Some time ago I wrote about GBP/JPY. Today I received the following eMail:
i really like the way you descibe gbp/jpy in the blog globetrader and i really want to learn more about gbp/jpy market as the way u seen it or trade it...do u have any system,e book,or whatever that can enrich my knowledge on this gbp/jpy market.. i only trade on gbp/jpy but only a small trader and plan to increase lot by few months.
The system, the things I look at in trading can be found in my blog. Sometimes I rearrange them, put things together in a different way, but they are all there. I’m trading for some time now and the longer you trade the more you will find that there is nothing new. Just ways to look at things this or that way.
Sure not every market is the same. Some markets move slowly like a big river, others move fast, but still predictable and then there are markets which are just too fast to trade, which have swings you can’t survive in the long run.
GBP/JPY is called the widow maker…and for a reason
I hope you have learned already that there are major pairs in Forex trading and then there is the rest. Some pairs of this rest are still traded very active, but with the exception of a few days and weeks they are at the mercy of the majors. The 6 (eventually 7) majors are all traded against the US-Dollar and they are EUR/USD, JPY/USD, GBP/USD followed by USD/CHF, USD/CAD, AUD/USD and the last NZD/USD. You might add the Renminbi, but as the Chinese currency is not free floating, it’s not(yet) in the list.
EUR/JPY is the major cross-currency followed by a big gap and then the GBP/JPY and the EUR/GBP, followed by the other former carry-trade currencies (AUD/JPY CAD/JPY and NZD/JPY). Other cross-currencies I would just not look at, as they are not actively traded.
What is the difference between a cross-currency and one of the majors? Why do I have to concern myself with the GBP/USD market if I want to trade the GBP/JPY market (or the USD/JPY market)
Unlike other markets the FX market is interconnected. There are no imbalances. Every cross-rate can be expressed by looking at each of the two against a third currency. And guess, what that third currency is? The US-Dollar as the most liquid currency in the world.
Assume you are a big player being in need of Japanese Yen and what you have is British Pound. You go ahead and trade British Pound against the Yen? I wouldn’t guess so! You would crush the market, actually you wouldn’t but only because all other big players would compensate for your folly and let you pay for it. You not being dumb will avoid that folly and you will first trade your GBP against the USD, which might move the market by a few ticks but nothing major and then you will trade the USD against the Yen, which will result in nearly no movement at all as the USD/JPY market is extremely liquid and as big as your trade might seem, it’s just a small one compared to the daily total trade volume in the USD/JPY market.

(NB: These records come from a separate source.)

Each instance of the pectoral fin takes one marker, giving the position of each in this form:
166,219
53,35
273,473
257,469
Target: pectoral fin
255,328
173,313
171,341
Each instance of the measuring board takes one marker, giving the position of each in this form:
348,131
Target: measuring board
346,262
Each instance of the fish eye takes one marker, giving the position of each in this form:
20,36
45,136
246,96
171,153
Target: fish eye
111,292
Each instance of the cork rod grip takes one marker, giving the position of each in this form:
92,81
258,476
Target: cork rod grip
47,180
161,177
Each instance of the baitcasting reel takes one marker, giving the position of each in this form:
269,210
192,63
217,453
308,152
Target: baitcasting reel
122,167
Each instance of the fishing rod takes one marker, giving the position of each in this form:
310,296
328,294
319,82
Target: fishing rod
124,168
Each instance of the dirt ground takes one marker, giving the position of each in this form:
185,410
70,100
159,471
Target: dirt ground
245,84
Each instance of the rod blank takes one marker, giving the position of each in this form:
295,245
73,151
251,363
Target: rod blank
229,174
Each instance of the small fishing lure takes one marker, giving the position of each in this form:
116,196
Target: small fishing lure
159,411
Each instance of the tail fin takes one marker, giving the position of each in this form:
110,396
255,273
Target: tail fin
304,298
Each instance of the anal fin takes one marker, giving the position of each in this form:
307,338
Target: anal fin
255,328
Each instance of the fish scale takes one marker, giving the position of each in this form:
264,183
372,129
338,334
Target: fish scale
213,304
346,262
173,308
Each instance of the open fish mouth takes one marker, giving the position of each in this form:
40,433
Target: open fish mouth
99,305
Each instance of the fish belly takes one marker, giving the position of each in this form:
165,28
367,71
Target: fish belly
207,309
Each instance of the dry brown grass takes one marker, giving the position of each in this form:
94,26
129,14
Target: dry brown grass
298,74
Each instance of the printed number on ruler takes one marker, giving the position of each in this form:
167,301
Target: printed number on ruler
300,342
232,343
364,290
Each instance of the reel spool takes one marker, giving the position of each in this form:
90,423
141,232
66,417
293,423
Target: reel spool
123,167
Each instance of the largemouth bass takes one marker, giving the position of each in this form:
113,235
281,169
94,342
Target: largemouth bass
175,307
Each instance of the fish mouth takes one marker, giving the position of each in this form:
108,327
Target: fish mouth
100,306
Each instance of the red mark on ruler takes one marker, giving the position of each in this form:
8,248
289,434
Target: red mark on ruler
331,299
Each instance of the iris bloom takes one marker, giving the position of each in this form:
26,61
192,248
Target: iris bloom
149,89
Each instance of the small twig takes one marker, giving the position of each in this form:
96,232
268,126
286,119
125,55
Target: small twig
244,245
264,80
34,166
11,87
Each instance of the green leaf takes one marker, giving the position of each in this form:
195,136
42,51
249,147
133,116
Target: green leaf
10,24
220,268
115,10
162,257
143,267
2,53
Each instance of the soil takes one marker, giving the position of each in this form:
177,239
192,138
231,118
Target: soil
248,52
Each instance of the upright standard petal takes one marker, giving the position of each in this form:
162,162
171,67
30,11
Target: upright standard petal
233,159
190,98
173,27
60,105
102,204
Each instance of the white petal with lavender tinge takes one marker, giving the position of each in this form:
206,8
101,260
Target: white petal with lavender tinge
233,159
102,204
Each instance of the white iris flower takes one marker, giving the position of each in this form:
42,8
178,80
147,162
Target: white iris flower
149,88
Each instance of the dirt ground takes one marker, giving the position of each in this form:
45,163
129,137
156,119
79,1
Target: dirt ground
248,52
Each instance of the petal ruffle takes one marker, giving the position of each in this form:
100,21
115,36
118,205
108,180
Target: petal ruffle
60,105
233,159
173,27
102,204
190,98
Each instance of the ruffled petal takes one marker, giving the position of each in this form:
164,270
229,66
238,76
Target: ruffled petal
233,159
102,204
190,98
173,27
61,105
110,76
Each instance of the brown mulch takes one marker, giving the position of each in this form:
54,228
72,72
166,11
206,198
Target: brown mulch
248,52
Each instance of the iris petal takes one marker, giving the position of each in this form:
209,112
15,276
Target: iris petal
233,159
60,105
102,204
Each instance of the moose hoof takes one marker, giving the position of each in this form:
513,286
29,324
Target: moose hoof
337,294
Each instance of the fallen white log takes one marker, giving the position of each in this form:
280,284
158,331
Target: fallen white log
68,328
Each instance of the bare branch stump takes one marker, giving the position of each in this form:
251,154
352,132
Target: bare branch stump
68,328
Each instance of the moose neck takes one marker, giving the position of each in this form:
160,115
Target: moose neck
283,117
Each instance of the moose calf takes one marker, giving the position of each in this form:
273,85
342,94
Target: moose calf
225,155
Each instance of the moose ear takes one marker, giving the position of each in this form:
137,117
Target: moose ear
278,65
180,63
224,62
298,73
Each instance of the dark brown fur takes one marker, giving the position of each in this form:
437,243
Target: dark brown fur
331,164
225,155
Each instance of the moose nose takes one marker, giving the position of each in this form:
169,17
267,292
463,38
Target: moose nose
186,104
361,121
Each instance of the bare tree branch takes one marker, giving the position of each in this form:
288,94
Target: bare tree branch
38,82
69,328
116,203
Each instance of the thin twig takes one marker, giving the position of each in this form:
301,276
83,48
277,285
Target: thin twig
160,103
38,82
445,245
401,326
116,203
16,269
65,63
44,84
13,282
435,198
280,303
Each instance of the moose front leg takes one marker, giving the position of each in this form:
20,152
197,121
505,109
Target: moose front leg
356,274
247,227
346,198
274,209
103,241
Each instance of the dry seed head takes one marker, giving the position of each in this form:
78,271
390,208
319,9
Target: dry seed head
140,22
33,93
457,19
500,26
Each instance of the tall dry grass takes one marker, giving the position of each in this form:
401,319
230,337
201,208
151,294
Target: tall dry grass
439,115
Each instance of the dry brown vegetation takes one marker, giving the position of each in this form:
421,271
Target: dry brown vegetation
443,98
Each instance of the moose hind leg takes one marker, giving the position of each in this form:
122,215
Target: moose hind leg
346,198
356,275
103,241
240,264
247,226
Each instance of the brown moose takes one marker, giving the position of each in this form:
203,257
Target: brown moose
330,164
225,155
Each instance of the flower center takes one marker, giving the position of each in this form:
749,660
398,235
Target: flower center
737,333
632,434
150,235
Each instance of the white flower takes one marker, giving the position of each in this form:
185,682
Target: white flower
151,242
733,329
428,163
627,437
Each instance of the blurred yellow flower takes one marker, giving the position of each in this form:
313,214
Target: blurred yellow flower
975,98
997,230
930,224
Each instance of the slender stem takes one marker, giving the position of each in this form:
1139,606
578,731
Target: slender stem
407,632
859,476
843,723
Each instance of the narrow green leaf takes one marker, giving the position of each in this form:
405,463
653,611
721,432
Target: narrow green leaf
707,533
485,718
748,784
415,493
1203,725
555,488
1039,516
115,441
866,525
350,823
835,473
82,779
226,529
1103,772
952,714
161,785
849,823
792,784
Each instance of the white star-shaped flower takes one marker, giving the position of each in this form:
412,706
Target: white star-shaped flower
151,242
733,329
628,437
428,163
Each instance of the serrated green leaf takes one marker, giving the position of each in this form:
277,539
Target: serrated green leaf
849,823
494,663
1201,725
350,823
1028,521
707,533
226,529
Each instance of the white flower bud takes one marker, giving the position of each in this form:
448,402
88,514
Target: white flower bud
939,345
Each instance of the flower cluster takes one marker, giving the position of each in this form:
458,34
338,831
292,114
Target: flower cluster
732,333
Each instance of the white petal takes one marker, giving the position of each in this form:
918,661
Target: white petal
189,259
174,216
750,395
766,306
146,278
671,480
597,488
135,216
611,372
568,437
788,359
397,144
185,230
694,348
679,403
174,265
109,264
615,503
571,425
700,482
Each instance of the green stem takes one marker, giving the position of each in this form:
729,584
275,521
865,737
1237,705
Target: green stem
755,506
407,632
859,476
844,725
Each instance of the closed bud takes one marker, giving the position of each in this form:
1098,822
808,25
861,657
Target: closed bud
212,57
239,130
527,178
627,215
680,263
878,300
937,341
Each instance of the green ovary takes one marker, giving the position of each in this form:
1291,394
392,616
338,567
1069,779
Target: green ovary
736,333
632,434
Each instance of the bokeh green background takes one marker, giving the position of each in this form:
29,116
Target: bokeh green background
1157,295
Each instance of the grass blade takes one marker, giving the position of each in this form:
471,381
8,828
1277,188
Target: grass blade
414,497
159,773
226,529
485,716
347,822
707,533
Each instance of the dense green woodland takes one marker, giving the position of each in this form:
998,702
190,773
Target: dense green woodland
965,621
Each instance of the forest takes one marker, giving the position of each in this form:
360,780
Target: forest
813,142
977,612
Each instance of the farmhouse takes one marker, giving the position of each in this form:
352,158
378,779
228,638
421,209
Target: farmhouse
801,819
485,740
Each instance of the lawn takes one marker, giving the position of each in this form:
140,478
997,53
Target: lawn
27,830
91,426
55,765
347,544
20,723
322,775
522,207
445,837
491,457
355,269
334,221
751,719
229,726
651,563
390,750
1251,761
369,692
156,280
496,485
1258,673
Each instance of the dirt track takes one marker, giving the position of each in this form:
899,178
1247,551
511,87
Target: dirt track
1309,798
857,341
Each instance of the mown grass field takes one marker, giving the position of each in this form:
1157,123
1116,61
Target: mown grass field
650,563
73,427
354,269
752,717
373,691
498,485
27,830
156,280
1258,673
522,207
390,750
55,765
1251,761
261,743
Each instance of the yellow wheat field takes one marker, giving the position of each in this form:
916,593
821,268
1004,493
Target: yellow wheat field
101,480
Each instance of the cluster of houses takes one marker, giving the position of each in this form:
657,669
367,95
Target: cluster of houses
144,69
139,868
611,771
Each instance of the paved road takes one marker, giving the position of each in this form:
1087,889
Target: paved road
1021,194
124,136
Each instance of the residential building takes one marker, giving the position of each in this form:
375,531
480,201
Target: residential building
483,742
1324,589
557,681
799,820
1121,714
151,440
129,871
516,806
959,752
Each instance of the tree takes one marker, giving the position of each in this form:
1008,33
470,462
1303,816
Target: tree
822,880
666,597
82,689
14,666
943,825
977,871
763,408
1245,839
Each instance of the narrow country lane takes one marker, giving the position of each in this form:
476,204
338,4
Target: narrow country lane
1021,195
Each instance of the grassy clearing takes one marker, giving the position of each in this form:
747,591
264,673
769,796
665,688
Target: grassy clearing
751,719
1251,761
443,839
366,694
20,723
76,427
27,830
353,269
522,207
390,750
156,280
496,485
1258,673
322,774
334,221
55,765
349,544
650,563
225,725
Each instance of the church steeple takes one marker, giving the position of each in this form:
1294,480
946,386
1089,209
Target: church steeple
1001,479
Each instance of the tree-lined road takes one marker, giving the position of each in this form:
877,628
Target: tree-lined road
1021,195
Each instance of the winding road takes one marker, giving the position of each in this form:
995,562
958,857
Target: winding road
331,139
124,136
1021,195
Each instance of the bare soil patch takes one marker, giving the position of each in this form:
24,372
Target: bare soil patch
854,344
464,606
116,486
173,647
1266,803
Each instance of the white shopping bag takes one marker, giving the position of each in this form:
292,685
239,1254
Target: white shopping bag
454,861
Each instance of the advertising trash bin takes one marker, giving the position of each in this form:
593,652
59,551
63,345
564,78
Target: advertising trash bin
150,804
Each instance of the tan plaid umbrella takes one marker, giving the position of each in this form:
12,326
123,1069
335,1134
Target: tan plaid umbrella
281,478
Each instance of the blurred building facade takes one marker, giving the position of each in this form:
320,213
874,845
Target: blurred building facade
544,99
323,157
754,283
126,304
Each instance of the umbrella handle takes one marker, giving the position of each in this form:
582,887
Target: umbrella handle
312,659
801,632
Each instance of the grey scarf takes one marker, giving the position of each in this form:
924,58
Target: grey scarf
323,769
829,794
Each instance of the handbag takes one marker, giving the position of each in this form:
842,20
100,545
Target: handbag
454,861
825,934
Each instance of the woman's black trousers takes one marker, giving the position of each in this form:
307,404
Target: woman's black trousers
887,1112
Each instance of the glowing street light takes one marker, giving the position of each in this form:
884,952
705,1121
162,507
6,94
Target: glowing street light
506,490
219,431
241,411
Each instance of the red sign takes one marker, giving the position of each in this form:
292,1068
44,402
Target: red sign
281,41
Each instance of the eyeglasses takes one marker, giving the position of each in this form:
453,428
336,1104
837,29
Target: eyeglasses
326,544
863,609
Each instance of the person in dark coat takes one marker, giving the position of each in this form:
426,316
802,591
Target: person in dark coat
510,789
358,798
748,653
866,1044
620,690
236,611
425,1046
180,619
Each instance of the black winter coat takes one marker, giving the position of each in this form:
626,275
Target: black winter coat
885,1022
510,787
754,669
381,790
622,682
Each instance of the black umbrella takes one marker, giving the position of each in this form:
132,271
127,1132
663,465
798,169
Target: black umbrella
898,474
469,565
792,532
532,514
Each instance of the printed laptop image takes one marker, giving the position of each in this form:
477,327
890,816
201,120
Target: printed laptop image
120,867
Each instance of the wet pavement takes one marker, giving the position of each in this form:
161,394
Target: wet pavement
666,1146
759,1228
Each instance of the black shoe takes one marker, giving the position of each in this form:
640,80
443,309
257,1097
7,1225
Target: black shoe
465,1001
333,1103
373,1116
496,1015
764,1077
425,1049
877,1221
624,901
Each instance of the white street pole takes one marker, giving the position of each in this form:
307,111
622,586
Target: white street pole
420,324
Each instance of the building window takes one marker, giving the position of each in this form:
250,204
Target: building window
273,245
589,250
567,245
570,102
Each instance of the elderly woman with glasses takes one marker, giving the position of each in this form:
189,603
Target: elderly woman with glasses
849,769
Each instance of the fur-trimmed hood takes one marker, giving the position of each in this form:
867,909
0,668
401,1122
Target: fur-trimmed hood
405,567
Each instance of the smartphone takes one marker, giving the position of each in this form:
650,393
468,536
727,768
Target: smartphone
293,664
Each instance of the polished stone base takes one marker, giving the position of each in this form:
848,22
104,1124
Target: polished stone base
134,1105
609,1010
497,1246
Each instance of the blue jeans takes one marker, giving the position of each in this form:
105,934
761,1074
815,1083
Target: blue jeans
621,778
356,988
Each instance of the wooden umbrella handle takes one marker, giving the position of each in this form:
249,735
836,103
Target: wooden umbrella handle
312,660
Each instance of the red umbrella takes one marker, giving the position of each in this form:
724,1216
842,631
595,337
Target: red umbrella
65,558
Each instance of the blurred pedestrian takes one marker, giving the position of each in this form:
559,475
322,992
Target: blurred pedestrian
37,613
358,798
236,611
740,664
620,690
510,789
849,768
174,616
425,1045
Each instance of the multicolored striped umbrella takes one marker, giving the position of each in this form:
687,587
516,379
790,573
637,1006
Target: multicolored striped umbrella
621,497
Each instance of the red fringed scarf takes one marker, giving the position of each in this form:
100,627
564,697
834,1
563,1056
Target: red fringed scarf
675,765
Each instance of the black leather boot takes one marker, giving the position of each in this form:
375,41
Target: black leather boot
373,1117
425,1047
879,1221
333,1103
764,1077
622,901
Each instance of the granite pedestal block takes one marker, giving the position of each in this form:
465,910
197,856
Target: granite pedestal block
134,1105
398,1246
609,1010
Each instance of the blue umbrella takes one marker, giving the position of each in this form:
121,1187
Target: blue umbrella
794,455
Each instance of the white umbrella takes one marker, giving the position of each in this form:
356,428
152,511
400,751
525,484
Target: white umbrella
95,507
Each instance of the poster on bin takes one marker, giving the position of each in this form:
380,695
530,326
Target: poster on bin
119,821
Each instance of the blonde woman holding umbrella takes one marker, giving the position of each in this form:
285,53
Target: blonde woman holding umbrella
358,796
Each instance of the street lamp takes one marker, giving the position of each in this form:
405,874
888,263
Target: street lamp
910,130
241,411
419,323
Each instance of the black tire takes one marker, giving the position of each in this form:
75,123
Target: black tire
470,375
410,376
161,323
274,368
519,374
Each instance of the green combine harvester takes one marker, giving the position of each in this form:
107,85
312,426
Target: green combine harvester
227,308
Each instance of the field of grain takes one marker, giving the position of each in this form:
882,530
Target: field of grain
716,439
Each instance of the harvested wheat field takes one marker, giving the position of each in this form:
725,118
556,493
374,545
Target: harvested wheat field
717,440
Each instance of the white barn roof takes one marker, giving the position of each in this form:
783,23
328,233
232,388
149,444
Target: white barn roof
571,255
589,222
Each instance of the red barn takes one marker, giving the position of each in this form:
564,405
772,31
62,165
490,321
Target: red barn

But your trade will still influence the GBP/JPY market as the GBP/JPY exchange rate will not be found by market forces of Buyers looking for Sellers or vice versa. The GBP/JPY exchange rate is found by doing the following calculation: GBP/JPY = GBP/USD * USD/JPY
And if there is any deviation at all from that mathematical result (maybe caused by market orders which bring the GBP/JPY market out of line) then arbitrage programs will make sure, that the GBP/JPY exchange rate will be back at the mathematical correct value in no time at all. Any deviation from that value is riskfree money. A deviation from the correct value of 0.0001 times 10.000.000.000 is a huge amount of money, which arbitrage can give you absolutely riskfree. So if you want to trade GBP/JPY you actually are trading 2 markets: The GBP/USD market and the USD/JPY market.
If you can do that and if you can read both of these markets without a problem, then go ahead and give yourself the new challenge of trading the GBP/JPY market. But if you are new or just not as experienced, then I would suggest you first master the USD/JPY and the GBP/USD markets before you take a look at the GBP/JPY market. Yes you can make fantastic profits in that market, but can you survive 50 to 100 pip moves against you, which are just a wiggle in the longer trend? Will you be able to use adequate Stops in that market? Are you prepared for the spike in GBP/JPY if GBP/USD trades up to 1.4710 while USD/JPY trades at 90.60 and can you tell me without a second thought what direction the spike in GBP/JPY will have, when GBP/USD and USD/JPY both retrace, when GBP/USD retraces back to support at 1.4660 while USD/JPY remains in the 90.50 to 90.70 range. Do you know what Stop to use, when you are long GBP/JPY at 133.25 in that scenario?
Do your account a favor and master the major pairs first. GBP/JPY will still be there, when you are ready to trade it.